There’s no magic involved, you can prove this mathematically. We know how it works and we can visualize the information - we can point to “this number right here is how the model stores the information of where the Eiffel tower is”. It’s too complex for us to work with right now, but we understand what’s going on
Brains store information the same way, except they’re much more complex. Ultimately, the connections between neurons are where the data is stored - there’s more layers to it, but it’s the same idea
And emergent properties absolutely are a thing in math. No sentience or understanding required, nothing necessarily to do with life or physics at all - complexity is where emergent properties emerge from
You are correct this is a misunderstanding here. But it is of your misunderstanding of neural networks, not mine of memory.
LLMs are mathematical models. It does not know any information about Paris, not in the same way humans do or even the Wikipedia does. It knows what words appear in response to questions about Paris. That is not the same thing as knowing anything about Paris. It does not know what Paris is.

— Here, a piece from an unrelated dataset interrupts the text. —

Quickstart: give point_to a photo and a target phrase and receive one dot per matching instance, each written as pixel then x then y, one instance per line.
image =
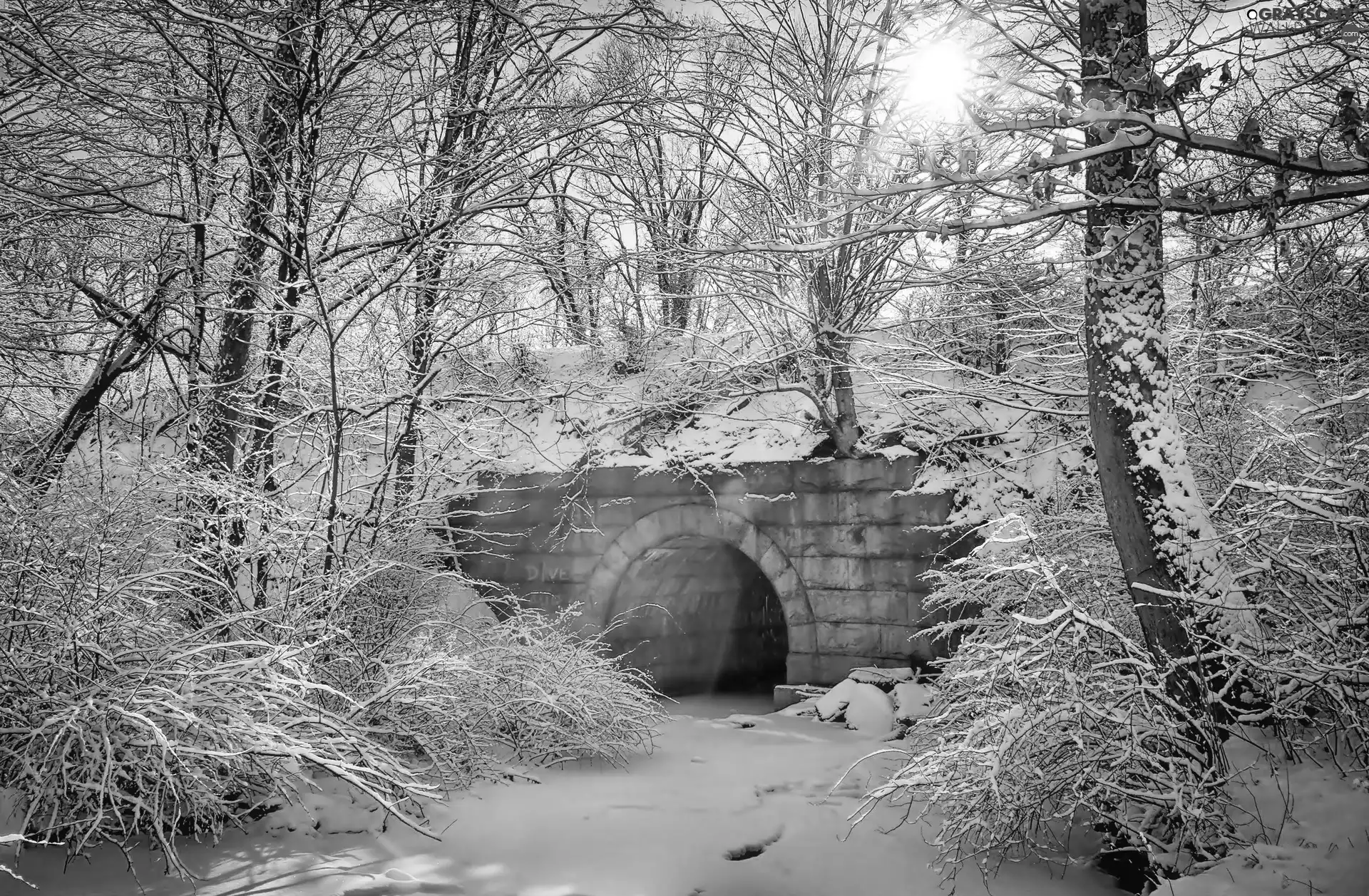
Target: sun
pixel 934 78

I agree with you the word “Paris” exists in it. But I disagree that information is relevant in any human sense.
You have apparently been misled into believing a word generation tool contains any information at all other than word weights. Every word it contains is as exactly meaningless to it as every other word.
Brains do not store data in this way. Firstly, neural networks are mathematical approximations of neurons. But they are not neurons and do not have the same properties of neurons, even in aggregate. Secondly, brains contain thoughts, memories, and consciousness. Even if that is representable in a similar vector space as LLM neural networks (a debatable conjecture), the contents of that vector space are as different as newts are from the color purple.
I encourage you to do some more research on this before continuing to discuss it. Ask ChatGPT itself if its neural networks are like human brains; it will tell you categorically no. Just remember it also doesn’t know what it’s talking about. It is reporting word weights from its corpus and is no substitute for actual thought and research.